Zilzal (foaled 31 March 1986 – August 13, 2015) was an American-bred, British–trained Thoroughbred racehorse. In a racing career that lasted just over five months, he won five of his six races, including the Sussex Stakes and Queen Elizabeth II Stakes. He was the Horse of the Year in England in 1989 and achieved the highest Timeform rating of the year. Zilzal was owned by Mana Al Maktoum and trained by Sir Michael Stoute. He was ridden by Walter Swinburn in all of his races. Zilzal became a stallion after retiring from racing and sired some top racehorses, including Always Loyal, Among Men, and Faithful Son.

==Background==
Zilzal was foaled on 31 March 1986, a chestnut colt, he was bred by Kentucky Select Bloodstock. He was sired by Nureyev, who finished first in the 2000 Guineas in 1980 but was disqualified for interfering with other horses. Nureyev only ran three times but became a successful stallion. Amongst his other progeny were the undefeated Fasliyev, 1000 Guineas winner Miesque, Prix de l'Arc de Triomphe winner Peintre Celebre, and Epsom Oaks winner Reams of Verse. Zilzal's dam, French Charmer, was a daughter of Le Fabuleux.

==Racing career==
Ridden by Walter Swinburn, Zilzal won his first race, a seven_furlong race at Leicester on 30 May 1989, by ten lengths from Mbulwa. At Royal Ascot, he won the Jersey Stakes by four lengths from Russian Royal, with Distant Relative, who went on to win the Sussex Stakes in 1990, a further length back in third place. He then started as the 1/4 favourite in the Criterion Stakes at Newmarket. Zilzal led throughout and beat Russian Bond by five lengths. Russian Bond was two lengths clear of Tay Wharf and Sure Gold, who finished last of the four runners.
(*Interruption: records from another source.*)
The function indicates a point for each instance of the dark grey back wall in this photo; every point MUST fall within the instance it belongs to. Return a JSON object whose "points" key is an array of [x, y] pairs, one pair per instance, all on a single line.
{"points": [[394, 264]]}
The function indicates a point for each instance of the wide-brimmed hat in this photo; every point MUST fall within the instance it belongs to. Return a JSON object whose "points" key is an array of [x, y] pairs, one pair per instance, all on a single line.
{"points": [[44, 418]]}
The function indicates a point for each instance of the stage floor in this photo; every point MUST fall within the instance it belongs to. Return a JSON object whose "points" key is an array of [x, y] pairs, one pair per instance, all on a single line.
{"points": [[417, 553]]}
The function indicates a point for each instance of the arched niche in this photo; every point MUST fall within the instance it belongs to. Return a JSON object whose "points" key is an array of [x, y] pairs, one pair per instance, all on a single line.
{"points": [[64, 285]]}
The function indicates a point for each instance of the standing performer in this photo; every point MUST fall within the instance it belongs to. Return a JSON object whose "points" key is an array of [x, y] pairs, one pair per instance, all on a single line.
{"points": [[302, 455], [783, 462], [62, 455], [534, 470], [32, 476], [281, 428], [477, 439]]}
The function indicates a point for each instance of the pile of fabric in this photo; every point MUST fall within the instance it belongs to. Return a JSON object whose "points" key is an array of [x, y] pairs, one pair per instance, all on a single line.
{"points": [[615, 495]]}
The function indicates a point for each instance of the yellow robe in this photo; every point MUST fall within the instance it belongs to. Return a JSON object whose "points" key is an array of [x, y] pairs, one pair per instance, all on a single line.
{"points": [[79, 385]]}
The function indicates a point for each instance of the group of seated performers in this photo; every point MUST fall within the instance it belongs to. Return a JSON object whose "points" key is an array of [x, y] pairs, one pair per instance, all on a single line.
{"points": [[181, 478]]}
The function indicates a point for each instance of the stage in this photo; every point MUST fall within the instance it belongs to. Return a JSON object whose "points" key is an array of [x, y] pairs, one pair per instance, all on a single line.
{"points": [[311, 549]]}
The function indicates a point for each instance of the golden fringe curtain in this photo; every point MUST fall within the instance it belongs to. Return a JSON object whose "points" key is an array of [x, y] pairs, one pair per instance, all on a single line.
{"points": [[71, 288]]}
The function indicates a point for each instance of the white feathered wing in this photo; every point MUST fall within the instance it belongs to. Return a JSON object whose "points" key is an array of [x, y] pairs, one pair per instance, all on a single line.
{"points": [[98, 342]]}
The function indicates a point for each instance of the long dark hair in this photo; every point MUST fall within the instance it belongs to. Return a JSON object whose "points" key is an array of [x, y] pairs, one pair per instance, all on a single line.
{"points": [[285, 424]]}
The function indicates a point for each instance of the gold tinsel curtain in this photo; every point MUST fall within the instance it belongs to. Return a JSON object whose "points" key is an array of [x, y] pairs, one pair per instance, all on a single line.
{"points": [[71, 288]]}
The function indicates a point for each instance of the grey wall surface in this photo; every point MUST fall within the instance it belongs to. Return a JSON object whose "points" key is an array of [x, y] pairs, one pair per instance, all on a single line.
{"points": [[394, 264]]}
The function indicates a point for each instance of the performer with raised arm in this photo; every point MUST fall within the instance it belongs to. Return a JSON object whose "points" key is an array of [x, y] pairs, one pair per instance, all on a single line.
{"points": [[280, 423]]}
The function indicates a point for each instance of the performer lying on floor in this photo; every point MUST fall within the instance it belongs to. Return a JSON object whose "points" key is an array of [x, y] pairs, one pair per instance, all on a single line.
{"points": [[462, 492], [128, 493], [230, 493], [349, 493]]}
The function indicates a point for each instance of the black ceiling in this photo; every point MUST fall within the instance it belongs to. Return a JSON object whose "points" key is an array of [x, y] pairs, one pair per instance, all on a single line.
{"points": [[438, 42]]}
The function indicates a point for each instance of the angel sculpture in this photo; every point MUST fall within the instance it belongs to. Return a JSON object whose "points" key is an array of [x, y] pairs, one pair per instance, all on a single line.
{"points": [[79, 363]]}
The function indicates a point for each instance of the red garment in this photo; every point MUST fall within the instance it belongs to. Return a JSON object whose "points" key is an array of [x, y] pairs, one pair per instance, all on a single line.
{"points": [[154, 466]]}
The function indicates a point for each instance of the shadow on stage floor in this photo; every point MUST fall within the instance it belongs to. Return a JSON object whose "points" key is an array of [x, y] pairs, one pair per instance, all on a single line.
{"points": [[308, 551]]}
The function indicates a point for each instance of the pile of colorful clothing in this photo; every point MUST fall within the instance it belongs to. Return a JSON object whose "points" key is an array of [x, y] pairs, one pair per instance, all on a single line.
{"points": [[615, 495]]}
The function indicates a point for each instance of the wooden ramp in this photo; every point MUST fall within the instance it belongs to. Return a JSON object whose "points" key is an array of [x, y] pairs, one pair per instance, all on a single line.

He then stepped up in class for the Group 1 Sussex Stakes at Glorious Goodwood. The previous season's winner, Warning, started as the 7/4 favourite, with Zilzal at 5/2, Markofdistinction at 3/1, and St James's Palace Stakes winner Shaadi at 7/1. As the field entered the finishing straight, Zilzal was in third place of the eight runners. He took the lead from Opening Verse with over one furlong left to run and quickened to win by three lengths from 100/1 outsider Green Line Express, with Markofdistinction a further length and a half back in third place.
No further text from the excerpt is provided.